When most people think of slavery, they think of large rural plantations, however 10-20% of all enslaved people labored in cities like Richmond, in every part of the economy, according to Leslie Harris of Emory University. They worked as domestics in homes, taverns and hotels and were hired out as industrial workers; they toiled in shipyards loading and unloading goods onto ships and traveled back and forth between rural and urban areas transporting goods. They worked in brickmaking factories. The local government used enslaved laborers to repair roads and city buildings.
“Through their forced labor, enslaved African Americans played a major role in shaping the physical appearance and moral structure of Richmond long before it was incorporated as a city in 1782,” write Selden Richardson and Maurice Duke ,“[They] furnished much of the unskilled labor that dug Richmond’s canals, constructed buildings and manned the growing number of heavy industries clustered along the banks of the James River.” Built by Blacks: African-American Architecture and Neighborhoods in Richmond.
According to Midori Takagi, many of the enslaved were highly skilled, “Richmond slaves were not ordinary field hands, but craftsmen, iron-makers, blacksmiths, tailors, and tobacco processors… Slave labor made tobacco manufacturing a multimillion ¬dollar industry by 1860 and greatly contributed to the growth of a range of other industries.” Rearing Wolves to Our Own Destruction: Slavery in Richmond, Virginia, 1782-1865.
In urban environments, the rhythm of work was not controlled by the agricultural calendar. For instance, at the shipyards, they worked when the ships came in and when they needed loading. In the household, the work was constant and always under the owner’s beck and call: marketing, fetching water, cooking, cleaning, doing laundry, maintaining fires, hauling wood shoveling coal, sweeping hearths, and caring for children. This is this work that enslaved women like Judy did.

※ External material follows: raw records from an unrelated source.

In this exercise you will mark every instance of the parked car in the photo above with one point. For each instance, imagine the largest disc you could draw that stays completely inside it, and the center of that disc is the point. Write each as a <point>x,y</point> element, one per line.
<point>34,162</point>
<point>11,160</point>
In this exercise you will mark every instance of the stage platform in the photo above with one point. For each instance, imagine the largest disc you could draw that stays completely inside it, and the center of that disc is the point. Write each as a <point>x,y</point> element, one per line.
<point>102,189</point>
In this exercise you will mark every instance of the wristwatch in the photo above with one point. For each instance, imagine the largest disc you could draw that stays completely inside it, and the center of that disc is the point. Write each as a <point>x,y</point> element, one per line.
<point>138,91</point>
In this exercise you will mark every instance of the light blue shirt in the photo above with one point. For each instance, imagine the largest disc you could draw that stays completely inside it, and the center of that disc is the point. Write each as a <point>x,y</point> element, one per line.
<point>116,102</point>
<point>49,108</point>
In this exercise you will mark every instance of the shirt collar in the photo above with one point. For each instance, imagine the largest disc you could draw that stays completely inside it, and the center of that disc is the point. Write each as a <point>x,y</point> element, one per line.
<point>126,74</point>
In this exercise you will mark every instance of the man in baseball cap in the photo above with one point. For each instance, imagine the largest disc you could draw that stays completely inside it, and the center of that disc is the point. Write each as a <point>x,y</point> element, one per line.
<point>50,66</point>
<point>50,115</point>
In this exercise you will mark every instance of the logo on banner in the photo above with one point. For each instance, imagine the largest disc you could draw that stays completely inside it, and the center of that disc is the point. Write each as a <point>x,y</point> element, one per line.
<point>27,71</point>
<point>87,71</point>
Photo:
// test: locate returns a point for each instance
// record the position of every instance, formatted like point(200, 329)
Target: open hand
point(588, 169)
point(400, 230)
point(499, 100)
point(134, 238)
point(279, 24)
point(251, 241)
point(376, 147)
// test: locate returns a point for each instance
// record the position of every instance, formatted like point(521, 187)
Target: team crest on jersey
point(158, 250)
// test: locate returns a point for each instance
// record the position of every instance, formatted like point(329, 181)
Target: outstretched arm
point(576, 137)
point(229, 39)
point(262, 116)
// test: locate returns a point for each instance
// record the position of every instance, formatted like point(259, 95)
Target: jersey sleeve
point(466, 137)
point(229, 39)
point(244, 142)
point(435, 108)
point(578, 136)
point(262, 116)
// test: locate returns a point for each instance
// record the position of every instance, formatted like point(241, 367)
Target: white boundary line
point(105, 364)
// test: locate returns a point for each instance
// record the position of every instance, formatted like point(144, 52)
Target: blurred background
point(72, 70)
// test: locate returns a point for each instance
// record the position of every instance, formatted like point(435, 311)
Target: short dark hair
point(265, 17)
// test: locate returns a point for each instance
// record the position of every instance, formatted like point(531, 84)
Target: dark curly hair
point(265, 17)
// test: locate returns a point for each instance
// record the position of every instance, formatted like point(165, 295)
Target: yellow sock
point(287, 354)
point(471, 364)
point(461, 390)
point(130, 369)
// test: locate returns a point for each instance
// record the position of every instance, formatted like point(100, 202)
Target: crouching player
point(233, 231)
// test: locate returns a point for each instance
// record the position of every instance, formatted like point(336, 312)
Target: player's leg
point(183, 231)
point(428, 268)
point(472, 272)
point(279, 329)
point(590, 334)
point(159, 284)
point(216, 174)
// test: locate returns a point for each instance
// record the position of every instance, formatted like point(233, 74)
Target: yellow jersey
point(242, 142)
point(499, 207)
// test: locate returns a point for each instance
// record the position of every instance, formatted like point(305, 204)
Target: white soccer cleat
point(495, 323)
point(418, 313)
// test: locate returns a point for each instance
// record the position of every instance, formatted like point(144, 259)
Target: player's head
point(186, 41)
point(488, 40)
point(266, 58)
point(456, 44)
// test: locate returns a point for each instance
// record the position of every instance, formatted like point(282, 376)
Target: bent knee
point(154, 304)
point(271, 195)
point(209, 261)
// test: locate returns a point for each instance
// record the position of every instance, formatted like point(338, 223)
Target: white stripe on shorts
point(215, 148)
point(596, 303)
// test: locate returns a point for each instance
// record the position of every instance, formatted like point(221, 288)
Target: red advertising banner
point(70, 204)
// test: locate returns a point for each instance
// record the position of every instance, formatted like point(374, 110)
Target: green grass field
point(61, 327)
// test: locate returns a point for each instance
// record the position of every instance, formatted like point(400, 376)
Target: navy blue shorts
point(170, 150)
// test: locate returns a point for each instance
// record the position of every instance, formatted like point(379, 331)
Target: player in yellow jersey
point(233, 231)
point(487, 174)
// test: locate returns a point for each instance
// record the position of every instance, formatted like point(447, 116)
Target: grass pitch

There was a lot more geographic mobility among blacks in urban communities. They could move around more freely, though they still needed a pass and permission to go where they were going. Many people enslaved in cities lived in separate areas from their owners, explained Daina Ramey Berry of the University of Texas at. Austin in an American History TV interview. On larger plantations, the enslaved lived in “quarters.” Richmond had a tenement community where enslaved and free blacks lived together near Shockoe Bottom.
Generally, there was more mixing between free blacks, enslaved blacks, and free white peoples in urban areas. “They’re working side by side, so enslaved people are hearing about things about the anti-slavery movement, they’re learning about the Nat Turner rebellion, they have people maybe near them who are literate who might read them pamphlets or things. They’re interacting with people that have traveled all over the world, some of them have come from different places… so that does have that an influence on their attitude, and particularly those who have been transported back to a rural plantation, they’re bringing all of that knowledge with them,” explained Berry.
With the advent of the Civil War, people in bondage responded in a variety of ways in Richmond as elsewhere in the south. Some were forced to support the Confederacy, working on farms and in factories and households. Some took advantage of the war to gain some autonomy for their families. Thousands escaped to the Union army’s lines, forcing the United States to develop a uniform policy regarding emancipation. In Richmond, near war’s end, some like Judy, who watched from the “high porch” of the Adams-Taylor house on Richmond Hill, were amazed to see the Union troops march into the city and force surrender.